We've just spent a few days in and around Kyoto, the former capital of Japan. As you would expect from a region that is considered to be the cradle of Japanese civilisation, there are a lot of places of historical significance here, principally Buddhist temples and Shinto shrines. And we've managed to see a lot of them.
After arriving on the Bullet Train from Tokyo, the first site we visited, Kinkaku-ji, is quite extraordinary. In 1397, the shogun Yoshimitsu decided that he wanted to construct a monument to his own opulence, and so built (or rather, had built) a magnificent three-storey villa, painted gold. The glory of this Golden Pavilion, reflected in the 'Pond of Mirrors', is something else altogether.
It is not difficult to imagine the serenity that Yoshimitsu would have felt strolling around these gardens on a summer's morning, or that of the monks who took up residence here after his death, but unfortunately these days it is shattered somewhat by the swarms of tourists that pack into this place. I'm conflicted between a frustration that the original peace of here, and elsewhere in Kyoto, has been destroyed by the chattering hordes, and an uncomfortable awareness that I too am one of them - I would not be here, would not be seeing it at all, were it not for the tourist industry. Part of the problem, I suppose, is that what I actually want to do is visit the past, and as far as I'm aware that's not possible. No matter. I can make do with this.
We then made our way to the many Zen Buddhist temples at Daitoku-ji, and happily these were substantially less crowded, probably because we arrived quite late in the day. As with most places in Japan, you have to remove your shoes to go inside the temples (I think this should be the rule everywhere, it seems very sensible, although perhaps the fact I'm known as 'Shoes-Off Bayfield' may have something to do with that).
The Zen gardens were very interesting. I especially liked one metaphor: the transience of man's life in the great span of eternity is represented by a tree whose flowers linger only one day after blossoming before falling to the ground. Pretty deep. Also, there was a revealing quote on one wall - 'don't take the monastic for granted, for underneath the robes may be a badger in sheepskin'. I don't think you'd catch many religious leaders in the West saying that.

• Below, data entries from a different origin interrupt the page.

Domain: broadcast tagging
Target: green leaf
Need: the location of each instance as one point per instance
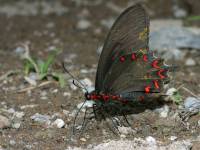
(50, 59)
(193, 18)
(28, 67)
(60, 78)
(177, 98)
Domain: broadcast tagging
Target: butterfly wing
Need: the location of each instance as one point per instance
(128, 34)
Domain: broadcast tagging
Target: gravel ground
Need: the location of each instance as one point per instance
(41, 117)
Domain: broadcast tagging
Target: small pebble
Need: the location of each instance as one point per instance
(192, 103)
(83, 24)
(55, 91)
(83, 139)
(41, 118)
(59, 123)
(88, 104)
(173, 138)
(190, 62)
(4, 122)
(16, 125)
(30, 81)
(19, 114)
(87, 82)
(67, 94)
(151, 140)
(12, 142)
(125, 130)
(171, 91)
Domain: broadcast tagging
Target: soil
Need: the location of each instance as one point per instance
(82, 43)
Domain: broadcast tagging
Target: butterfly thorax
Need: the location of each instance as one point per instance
(105, 97)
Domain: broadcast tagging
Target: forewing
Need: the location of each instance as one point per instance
(128, 34)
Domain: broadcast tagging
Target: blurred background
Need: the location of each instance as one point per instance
(32, 29)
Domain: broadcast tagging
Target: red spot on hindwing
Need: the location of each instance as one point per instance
(105, 97)
(156, 85)
(122, 58)
(155, 64)
(160, 73)
(133, 56)
(147, 89)
(145, 57)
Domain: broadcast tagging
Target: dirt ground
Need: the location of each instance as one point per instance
(79, 51)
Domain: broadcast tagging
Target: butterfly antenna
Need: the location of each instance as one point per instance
(74, 123)
(74, 78)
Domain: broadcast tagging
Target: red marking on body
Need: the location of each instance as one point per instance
(105, 97)
(98, 97)
(94, 97)
(156, 84)
(122, 58)
(160, 73)
(148, 75)
(133, 56)
(155, 64)
(145, 58)
(141, 98)
(147, 89)
(114, 97)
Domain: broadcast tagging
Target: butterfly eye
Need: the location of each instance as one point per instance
(122, 59)
(133, 56)
(155, 64)
(156, 84)
(145, 58)
(160, 73)
(147, 89)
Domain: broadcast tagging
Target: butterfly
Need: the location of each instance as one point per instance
(128, 72)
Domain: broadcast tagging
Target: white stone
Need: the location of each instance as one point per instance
(59, 123)
(16, 125)
(173, 138)
(171, 91)
(30, 81)
(19, 114)
(87, 82)
(67, 94)
(164, 112)
(83, 24)
(190, 62)
(151, 140)
(125, 130)
(4, 122)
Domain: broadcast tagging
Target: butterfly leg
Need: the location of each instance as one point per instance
(125, 118)
(84, 124)
(74, 123)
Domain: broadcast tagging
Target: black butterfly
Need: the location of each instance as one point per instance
(127, 71)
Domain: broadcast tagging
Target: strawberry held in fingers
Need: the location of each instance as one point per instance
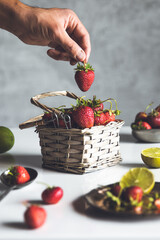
(84, 76)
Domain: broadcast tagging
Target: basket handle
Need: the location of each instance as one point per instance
(34, 100)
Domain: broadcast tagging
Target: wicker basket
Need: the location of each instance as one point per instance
(75, 150)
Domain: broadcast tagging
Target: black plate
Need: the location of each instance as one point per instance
(93, 200)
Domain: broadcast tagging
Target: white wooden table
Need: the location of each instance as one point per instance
(68, 219)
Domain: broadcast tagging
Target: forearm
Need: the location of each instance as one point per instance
(11, 15)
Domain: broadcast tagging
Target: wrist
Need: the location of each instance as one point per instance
(12, 15)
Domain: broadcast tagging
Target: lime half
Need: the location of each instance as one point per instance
(141, 177)
(151, 157)
(6, 139)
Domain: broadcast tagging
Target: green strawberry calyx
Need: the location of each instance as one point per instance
(84, 67)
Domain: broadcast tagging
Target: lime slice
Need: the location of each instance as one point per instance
(141, 177)
(6, 139)
(151, 157)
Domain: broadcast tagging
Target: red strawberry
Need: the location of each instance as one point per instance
(99, 119)
(154, 119)
(99, 107)
(137, 209)
(19, 175)
(157, 108)
(144, 125)
(132, 193)
(116, 190)
(83, 116)
(84, 76)
(35, 216)
(141, 116)
(157, 203)
(96, 104)
(52, 195)
(109, 116)
(62, 123)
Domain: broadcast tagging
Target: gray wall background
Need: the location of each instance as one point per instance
(125, 38)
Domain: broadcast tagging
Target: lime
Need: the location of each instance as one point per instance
(151, 157)
(6, 139)
(141, 177)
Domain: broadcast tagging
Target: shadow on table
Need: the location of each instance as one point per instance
(16, 225)
(132, 165)
(83, 208)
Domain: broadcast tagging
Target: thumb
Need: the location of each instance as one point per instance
(71, 47)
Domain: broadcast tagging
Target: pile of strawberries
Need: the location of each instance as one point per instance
(35, 215)
(147, 121)
(86, 114)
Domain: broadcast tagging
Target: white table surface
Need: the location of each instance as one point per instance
(68, 219)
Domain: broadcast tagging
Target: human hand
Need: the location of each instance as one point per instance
(59, 29)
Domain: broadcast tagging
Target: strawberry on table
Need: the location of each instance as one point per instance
(52, 195)
(35, 216)
(18, 175)
(84, 76)
(100, 118)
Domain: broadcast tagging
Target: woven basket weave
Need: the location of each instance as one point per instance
(76, 150)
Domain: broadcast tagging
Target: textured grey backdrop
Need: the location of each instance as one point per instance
(125, 38)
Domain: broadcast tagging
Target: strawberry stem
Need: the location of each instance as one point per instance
(148, 106)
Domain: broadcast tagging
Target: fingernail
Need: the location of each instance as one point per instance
(80, 56)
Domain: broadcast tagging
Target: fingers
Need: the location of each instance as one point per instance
(71, 47)
(82, 37)
(58, 55)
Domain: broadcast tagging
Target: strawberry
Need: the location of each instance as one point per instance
(18, 175)
(141, 126)
(132, 193)
(52, 195)
(35, 216)
(62, 123)
(99, 119)
(157, 108)
(116, 190)
(137, 209)
(144, 125)
(109, 116)
(84, 76)
(142, 116)
(83, 116)
(157, 203)
(96, 104)
(154, 119)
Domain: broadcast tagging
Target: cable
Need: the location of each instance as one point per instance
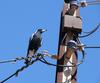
(39, 56)
(73, 65)
(93, 2)
(13, 60)
(92, 47)
(19, 70)
(91, 32)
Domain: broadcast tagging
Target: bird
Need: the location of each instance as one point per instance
(35, 43)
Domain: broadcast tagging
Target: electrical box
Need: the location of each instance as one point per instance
(72, 23)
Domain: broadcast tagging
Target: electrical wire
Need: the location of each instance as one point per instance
(93, 2)
(91, 32)
(13, 60)
(92, 47)
(19, 70)
(72, 65)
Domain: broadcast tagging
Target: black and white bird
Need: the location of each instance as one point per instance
(35, 42)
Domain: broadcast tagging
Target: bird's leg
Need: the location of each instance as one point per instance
(29, 57)
(31, 53)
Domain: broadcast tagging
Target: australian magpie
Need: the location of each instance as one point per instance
(34, 44)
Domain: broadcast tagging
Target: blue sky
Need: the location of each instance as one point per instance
(20, 18)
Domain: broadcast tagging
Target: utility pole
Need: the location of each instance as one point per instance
(69, 27)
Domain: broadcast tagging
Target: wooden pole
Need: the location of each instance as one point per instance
(65, 74)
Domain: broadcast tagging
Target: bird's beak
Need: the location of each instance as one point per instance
(44, 30)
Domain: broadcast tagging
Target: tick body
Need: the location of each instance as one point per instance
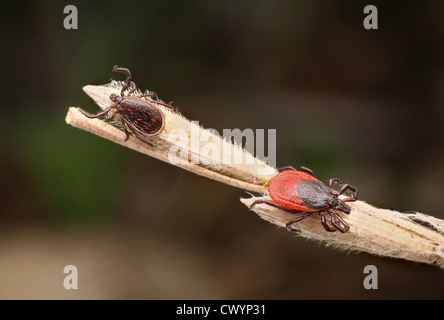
(138, 115)
(299, 192)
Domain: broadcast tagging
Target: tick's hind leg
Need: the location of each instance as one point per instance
(324, 222)
(292, 222)
(339, 223)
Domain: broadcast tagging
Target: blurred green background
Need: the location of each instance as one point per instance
(366, 106)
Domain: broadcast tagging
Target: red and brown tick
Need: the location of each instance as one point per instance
(141, 116)
(299, 192)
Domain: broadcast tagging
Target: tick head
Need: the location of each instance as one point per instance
(333, 201)
(115, 98)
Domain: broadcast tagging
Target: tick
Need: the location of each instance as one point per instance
(299, 192)
(140, 116)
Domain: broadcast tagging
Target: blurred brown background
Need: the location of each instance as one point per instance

There's a great deal to admire in Zen Buddhism as a philosophy, and the temples remain appealingly tranquil refuges from the hectic world of modern Japan, even if there are gift shops at most of them. It is, however, somewhat difficult to reconcile this ideology, especially its popularity amongst the warrior class, with Japan's heavily militarised past.
Kyoto is a phenomenal place. There is so much more to see.